Melissa: Dr. Doolin really pushed my mom and dad for me to have this procedure even when they weren't sure. He told her, you have to give her a chance in life. And it has really allowed me to live my life as normal as possible. I don't think of myself as abnormal in that area because I was able to have the pull-through procedure.
Karen Barnaby, RN, MSN, CRNP: The surgery is only the beginning of a very long journey, and I'm glad that we have a program that's willing to spend the time with these families that it takes. This is a lifelong commitment that they need to make to both our clinic and their children.

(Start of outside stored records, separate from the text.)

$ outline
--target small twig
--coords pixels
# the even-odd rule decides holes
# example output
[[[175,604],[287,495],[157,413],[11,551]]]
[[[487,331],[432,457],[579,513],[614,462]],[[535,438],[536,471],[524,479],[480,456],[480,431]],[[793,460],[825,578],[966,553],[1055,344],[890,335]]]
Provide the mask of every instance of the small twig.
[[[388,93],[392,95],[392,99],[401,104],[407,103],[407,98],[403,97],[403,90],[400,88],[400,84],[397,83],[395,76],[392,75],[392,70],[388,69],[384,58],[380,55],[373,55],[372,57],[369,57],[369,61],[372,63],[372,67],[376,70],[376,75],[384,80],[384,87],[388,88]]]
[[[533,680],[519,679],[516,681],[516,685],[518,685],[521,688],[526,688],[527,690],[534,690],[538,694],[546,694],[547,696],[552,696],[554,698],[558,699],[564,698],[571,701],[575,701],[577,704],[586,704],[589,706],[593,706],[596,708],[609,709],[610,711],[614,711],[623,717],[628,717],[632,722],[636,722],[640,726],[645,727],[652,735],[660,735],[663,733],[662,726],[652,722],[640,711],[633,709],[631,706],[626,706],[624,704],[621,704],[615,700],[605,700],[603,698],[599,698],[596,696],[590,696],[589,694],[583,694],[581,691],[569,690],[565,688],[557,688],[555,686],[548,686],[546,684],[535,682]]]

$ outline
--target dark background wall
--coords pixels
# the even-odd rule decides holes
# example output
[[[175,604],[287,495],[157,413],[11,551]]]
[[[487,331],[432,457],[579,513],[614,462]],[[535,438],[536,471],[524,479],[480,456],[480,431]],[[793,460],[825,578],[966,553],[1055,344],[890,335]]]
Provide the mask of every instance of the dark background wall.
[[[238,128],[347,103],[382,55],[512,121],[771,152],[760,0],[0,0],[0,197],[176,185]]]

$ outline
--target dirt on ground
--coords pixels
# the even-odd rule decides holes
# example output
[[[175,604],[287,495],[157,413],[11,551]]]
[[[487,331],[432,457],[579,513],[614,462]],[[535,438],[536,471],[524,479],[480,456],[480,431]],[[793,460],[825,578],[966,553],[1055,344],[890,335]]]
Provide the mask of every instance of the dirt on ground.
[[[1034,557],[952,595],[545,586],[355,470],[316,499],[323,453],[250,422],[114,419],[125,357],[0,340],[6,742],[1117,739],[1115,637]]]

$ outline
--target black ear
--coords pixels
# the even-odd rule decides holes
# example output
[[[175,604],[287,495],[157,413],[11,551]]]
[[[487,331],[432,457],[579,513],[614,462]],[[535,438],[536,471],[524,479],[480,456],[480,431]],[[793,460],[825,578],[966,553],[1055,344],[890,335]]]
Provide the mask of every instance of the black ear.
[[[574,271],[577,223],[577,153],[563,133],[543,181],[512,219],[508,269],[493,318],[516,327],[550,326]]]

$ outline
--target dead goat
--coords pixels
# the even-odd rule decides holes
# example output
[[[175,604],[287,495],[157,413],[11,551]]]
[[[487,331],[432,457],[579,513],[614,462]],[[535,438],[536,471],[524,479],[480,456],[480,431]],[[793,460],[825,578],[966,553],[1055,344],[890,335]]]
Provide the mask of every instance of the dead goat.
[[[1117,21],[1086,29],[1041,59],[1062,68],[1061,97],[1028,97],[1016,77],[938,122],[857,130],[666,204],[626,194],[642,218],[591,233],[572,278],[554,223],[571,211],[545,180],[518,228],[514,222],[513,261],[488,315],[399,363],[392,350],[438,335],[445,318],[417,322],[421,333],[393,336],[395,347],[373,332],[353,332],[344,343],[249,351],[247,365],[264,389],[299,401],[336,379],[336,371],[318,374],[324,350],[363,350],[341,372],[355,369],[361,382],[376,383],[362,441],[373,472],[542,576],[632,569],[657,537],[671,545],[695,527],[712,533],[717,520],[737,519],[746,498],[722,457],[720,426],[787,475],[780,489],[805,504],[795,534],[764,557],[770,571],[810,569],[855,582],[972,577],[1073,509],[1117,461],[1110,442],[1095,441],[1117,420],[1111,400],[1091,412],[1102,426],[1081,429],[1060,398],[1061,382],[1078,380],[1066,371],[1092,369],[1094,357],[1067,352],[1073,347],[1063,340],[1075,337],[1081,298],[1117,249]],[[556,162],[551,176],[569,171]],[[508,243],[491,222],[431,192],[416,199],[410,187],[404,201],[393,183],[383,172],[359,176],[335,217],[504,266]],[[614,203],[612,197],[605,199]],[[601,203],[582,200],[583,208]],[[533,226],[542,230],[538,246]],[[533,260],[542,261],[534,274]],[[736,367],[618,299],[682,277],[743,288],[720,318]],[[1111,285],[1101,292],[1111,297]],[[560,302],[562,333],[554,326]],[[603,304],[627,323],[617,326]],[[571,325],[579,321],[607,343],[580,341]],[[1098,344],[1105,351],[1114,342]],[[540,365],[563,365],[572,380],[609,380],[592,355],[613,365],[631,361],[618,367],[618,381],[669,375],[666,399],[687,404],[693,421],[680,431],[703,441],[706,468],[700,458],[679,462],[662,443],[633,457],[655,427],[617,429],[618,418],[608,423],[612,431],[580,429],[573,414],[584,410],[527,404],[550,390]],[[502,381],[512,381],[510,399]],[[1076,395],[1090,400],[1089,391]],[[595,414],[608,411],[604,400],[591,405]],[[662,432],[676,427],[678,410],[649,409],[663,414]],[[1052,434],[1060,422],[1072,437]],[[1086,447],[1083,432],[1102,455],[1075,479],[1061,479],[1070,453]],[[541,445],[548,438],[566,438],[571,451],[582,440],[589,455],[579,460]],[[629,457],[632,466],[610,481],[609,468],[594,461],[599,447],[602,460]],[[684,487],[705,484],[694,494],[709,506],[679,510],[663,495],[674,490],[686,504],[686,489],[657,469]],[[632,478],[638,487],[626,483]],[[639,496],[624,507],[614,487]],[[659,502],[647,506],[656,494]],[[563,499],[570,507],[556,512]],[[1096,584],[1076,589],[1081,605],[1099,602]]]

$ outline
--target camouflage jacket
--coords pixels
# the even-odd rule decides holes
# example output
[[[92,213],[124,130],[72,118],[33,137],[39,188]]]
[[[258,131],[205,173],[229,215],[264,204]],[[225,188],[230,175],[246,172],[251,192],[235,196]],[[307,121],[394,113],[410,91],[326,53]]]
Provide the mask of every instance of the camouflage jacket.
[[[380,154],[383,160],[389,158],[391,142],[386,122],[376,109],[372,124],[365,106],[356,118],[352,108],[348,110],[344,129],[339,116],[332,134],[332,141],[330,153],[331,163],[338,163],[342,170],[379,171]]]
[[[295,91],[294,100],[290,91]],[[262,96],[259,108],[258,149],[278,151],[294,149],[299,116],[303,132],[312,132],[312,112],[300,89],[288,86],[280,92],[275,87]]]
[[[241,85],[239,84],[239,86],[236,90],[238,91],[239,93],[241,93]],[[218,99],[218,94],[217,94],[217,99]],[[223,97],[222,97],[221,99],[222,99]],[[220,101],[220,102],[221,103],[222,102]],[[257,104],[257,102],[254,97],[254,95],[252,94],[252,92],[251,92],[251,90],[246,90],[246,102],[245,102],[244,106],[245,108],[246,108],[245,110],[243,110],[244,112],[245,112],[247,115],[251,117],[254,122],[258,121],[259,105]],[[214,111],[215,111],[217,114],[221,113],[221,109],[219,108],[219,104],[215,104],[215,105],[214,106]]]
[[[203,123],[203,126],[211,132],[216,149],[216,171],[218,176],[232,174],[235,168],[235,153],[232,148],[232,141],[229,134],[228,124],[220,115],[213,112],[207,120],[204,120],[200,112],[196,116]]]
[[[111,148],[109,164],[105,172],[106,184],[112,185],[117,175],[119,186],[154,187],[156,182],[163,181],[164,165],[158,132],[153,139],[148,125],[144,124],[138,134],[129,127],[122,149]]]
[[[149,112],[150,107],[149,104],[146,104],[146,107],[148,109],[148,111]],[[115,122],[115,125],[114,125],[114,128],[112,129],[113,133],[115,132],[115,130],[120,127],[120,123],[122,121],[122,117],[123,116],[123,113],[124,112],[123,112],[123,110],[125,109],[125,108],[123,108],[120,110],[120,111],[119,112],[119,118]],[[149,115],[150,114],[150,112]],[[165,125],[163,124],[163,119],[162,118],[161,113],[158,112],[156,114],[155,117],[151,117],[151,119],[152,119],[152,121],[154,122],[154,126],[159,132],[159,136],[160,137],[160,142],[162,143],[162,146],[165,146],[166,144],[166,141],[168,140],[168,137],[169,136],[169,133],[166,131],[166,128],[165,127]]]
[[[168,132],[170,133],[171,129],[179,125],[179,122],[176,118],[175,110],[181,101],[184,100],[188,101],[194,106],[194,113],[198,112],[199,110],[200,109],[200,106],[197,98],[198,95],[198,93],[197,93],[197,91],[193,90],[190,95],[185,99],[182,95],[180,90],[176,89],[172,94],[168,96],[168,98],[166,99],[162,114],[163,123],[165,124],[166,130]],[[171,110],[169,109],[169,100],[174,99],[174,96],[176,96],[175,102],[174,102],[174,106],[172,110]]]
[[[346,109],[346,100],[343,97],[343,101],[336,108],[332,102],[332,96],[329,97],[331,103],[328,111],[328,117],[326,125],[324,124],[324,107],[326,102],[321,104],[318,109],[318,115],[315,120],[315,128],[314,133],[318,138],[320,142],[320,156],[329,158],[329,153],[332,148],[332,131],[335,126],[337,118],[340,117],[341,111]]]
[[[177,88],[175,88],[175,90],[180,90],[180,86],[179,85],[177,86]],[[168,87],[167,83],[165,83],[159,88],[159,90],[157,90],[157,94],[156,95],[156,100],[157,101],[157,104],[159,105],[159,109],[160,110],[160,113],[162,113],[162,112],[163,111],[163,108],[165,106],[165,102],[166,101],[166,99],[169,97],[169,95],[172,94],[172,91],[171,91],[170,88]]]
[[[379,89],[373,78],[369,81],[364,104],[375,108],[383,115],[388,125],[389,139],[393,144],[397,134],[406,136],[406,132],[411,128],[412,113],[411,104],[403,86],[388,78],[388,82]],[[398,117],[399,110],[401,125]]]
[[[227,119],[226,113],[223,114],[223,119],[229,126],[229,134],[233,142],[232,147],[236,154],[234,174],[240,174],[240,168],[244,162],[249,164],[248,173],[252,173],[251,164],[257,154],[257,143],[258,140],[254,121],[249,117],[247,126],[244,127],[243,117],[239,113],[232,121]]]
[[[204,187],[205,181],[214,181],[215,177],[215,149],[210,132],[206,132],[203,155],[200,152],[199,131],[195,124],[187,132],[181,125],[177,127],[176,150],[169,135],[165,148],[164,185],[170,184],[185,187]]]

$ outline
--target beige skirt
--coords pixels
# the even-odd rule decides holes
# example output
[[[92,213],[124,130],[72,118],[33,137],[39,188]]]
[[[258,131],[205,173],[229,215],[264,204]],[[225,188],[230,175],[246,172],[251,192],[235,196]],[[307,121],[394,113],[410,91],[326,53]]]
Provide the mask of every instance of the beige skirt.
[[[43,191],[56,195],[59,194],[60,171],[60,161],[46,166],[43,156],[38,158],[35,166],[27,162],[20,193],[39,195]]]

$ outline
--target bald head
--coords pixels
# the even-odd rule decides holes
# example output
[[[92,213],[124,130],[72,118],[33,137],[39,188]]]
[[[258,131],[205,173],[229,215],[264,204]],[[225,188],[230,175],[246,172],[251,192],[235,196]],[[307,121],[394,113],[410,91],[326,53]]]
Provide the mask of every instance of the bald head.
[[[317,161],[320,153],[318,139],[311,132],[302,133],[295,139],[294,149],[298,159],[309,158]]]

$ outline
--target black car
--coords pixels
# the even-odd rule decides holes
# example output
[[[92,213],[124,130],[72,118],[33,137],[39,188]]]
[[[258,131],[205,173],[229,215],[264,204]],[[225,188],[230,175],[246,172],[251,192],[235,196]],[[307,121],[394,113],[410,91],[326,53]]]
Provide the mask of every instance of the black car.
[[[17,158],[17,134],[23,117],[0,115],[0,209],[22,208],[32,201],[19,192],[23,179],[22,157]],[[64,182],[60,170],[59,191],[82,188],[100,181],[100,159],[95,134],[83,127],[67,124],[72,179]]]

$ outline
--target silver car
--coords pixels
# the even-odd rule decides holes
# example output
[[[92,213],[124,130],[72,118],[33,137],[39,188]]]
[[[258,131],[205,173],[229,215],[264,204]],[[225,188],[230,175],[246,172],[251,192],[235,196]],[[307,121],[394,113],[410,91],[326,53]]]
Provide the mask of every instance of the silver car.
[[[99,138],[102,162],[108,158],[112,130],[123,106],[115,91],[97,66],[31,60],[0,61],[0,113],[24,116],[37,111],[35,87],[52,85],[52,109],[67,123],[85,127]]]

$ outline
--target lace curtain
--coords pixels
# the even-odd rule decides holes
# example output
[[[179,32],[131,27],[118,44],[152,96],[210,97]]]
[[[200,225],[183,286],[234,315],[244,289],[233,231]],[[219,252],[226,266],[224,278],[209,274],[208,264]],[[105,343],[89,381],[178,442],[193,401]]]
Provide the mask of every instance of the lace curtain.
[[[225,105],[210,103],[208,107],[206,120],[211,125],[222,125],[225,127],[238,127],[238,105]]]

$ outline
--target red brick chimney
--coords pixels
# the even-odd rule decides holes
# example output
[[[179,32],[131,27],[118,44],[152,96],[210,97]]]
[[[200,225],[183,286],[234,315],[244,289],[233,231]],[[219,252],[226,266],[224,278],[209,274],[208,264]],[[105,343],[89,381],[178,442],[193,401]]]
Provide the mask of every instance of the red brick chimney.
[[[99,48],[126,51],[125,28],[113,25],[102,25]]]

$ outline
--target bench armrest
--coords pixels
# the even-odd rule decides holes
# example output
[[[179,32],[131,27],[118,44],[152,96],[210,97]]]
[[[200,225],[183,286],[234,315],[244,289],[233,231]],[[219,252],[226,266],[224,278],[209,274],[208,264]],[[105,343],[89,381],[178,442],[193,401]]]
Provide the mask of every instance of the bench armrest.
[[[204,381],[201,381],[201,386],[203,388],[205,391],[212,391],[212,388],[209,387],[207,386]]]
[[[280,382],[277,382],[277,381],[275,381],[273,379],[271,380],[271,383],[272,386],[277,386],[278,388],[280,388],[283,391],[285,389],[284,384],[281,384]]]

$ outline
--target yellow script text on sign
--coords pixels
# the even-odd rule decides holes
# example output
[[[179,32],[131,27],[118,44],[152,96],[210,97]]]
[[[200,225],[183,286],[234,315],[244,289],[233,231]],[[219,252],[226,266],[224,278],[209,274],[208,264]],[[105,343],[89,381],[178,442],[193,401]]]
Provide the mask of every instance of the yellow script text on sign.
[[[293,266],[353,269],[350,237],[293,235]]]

Edward Doolin, MD: Children with anorectal malformations are put on a fairly rigid regimen. We start this young to help condition their organs. If they don't get managed young, their colons will slowly dilate over the time and become unresponsive to any management that we try.
Karen Barnaby, RN, MSN, CRNP: We work with the families and use a number of therapies that assist the patient in being able to move poop to the outside of their body. In the PACE program, we find ourselves involving many specialists. We use nutritionists, we use gastroenterologists, we involve psychologists, we involve neurosurgeons, we involve social workers, and often many other specialties that are just individually necessary to that child's care.
Gina Kroeplin, MS, CRNP: Frequently these children will be on, at the very least, fiber and a gentle laxative during their lifetime, and that's just to keep things moving the way that it needs to so that stool doesn't slow down and things don't overstretch. And so the follow-up is key. They need to see us very frequently in the beginning, and then as time is established and we get them on a good program, and then we can touch base with them one to two times a year and then as needed.
Melissa: I was able to go to college and I graduated with honors. And now I'm working, teaching kindergarten, my dream job. Because of following through and taking care of myself, I've been able to live a normal life. As a kid I did everything that kids do; I played T-ball, I rode bikes, scooters, played catch with my friends outside. Now that I'm older, I drive all around. I go … I work, I go out with my friends after for dinner, things like that, you know.
Edward Doolin, MD: Melissa is a metaphor for this entire approach to healthcare. I treated Melissa since she was a brand new baby. I think Melissa demonstrates the inspiration that the patients feel when they deal with it successfully.
Melissa: It's a part of who I am and I don't have to be embarrassed about it. I would tell any child who's going through this just to stick with it. And even though it might seem difficult now, this procedure will help you to live a normal life. You don't have to let your problems slow you down.